Voltar onde já fui feliz

Vou à varanda e deixo lá dentro a televisão ligada para ouvir os discursos sobre abril. Há qualquer coisa naquele som de fundo, ouvido ao longe, que me tranquiliza. Como o que vem do rádio.

É assim desde miúda, quando eu e a mana passávamos a tarde de domingo em casa, no nosso quarto, cada uma sentada na sua escrivaninha, a fazer os trabalhos de casa, enquanto a mãe preparava o bolo de laranja para o lanche. Ou quando ouvíamos o relato de um qualquer jogo de futebol com o pai, enquanto encaixávamos as centenas de peças da Lego que, para desespero da mãe, espalhávamos no centro da sala. 

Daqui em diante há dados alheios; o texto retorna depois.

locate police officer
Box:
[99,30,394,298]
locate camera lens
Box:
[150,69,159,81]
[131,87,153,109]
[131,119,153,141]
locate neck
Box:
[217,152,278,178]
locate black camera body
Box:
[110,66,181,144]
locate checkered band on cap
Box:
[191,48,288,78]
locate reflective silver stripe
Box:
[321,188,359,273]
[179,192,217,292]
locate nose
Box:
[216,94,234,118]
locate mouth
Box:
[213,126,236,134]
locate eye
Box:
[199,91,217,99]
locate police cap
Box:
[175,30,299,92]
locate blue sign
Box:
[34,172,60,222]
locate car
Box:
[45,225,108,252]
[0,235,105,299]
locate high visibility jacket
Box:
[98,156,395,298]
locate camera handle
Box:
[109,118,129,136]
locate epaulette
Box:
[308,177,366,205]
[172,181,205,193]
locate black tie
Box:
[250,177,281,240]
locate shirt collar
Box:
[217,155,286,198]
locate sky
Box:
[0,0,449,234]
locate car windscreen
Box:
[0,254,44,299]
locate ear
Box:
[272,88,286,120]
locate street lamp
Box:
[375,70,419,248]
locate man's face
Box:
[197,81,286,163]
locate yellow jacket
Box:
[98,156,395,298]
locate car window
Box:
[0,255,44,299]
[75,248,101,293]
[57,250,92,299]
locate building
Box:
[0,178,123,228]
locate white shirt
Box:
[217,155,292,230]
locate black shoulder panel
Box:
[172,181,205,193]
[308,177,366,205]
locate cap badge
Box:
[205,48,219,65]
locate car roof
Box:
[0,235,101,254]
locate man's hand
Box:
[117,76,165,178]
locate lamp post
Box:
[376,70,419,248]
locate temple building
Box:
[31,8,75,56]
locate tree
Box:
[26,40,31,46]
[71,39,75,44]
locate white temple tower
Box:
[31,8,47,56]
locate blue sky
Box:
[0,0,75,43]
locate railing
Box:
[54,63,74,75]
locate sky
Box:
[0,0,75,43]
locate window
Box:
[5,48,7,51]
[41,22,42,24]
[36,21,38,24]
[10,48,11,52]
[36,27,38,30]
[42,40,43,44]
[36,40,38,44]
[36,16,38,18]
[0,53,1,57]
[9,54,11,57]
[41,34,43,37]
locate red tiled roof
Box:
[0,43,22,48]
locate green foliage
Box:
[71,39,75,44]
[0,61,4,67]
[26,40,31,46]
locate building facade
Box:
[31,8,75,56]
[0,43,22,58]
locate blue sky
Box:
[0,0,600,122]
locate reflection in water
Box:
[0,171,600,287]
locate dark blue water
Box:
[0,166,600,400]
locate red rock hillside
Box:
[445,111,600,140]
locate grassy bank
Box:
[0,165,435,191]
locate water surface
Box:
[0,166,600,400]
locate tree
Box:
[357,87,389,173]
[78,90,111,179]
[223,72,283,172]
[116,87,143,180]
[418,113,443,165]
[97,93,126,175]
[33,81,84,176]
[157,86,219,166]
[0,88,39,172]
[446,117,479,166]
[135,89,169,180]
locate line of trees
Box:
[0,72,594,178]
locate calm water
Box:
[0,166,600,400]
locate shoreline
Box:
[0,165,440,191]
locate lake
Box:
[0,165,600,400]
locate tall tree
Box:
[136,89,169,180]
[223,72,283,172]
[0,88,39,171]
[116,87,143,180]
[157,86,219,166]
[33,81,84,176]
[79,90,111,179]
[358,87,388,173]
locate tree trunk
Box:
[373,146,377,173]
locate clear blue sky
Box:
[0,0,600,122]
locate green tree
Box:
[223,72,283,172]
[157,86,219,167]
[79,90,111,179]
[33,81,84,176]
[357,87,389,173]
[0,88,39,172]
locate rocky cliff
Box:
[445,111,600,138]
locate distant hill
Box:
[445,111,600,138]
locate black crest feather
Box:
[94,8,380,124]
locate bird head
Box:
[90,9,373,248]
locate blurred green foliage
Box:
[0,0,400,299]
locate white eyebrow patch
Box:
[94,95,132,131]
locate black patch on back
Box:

Em casa da avó Olinda era a Renascença. À hora da sesta, deitava-nos em cima da cama dela, tapava-nos com uma manta, sentava-se no sofá ao lado e acompanhava o terço pelo rádio. Sempre lhe gabei a paciência. Ensinou-nos a rezar desde muito cedo mas, a quantidade de “Avés Marias”, “Pais nossos” e “Glórias” que ela rezava ali, eram demasiado para nós. E quando começava, com o “Pelo sinal da Santa Cruz, livrai-nos, Deus Nosso Senhor, dos nossos inimigos. Em nome do Pai e do Filho e do Espírito Santo, Amém”, dávamos por nós a tentar controlar o riso debaixo da manta, porque nos lembrávamos da versão que o nosso pai, ateu convicto, nos ensinara, só para a irritar. “Pelo sinal do Santo Pardal, comi toucinho e não me fez mal, se mais me dessem, mais comia, adeus Senhor Padre, até outro dia.” A desgraçada da D. Olinda subia as paredes, mas não era fácil controlar duas pestes com 8 ou 9 anos.


Estou de volta à varanda e continuo a ouvir, por entre os carros que passam, as palavras que vêm lá de dentro, e que marcam este que é o dia da Liberdade. 

É cedo, já tenho a casa arrumada e deixo-me ficar, sem pressa para nada. A tranquilidade aqui é grande.

Enternece-me a vizinha do prédio ao lado que, na varanda, sentada perto da mãe já velhota, lhe arranja o cabelo. Sempre a achei parecida com a minha avó Olinda. Tal como ela, também é baixa, gorducha, cabelo todo branco, desloca-se devagarinho e apoiada por uma bengala. Imagino que tenha, tal como a avó tinha, as mãos enrugadas, com sinais, arranjadas e, nos dedos, a aliança dela e do marido, juntas.

Vejo-a sempre de bata. A avó também as usava, feitas por si, sempre na velha Singer, que estacionou no fundo da cozinha, junto à janela que dava para as traseiras. Um espaço que recebia toda a luz necessária para ela, que já não via bem, marcar os tecidos que comprava a uma amiga no mercado de Alvalade e fazer as inseparáveis batas. 

Cresci com a televisão ligada. Ou o rádio. É para recordações destas que viajo quando ficam ligados, a fazerem de som de fundo.

E a minha varanda, essa, continua mágica.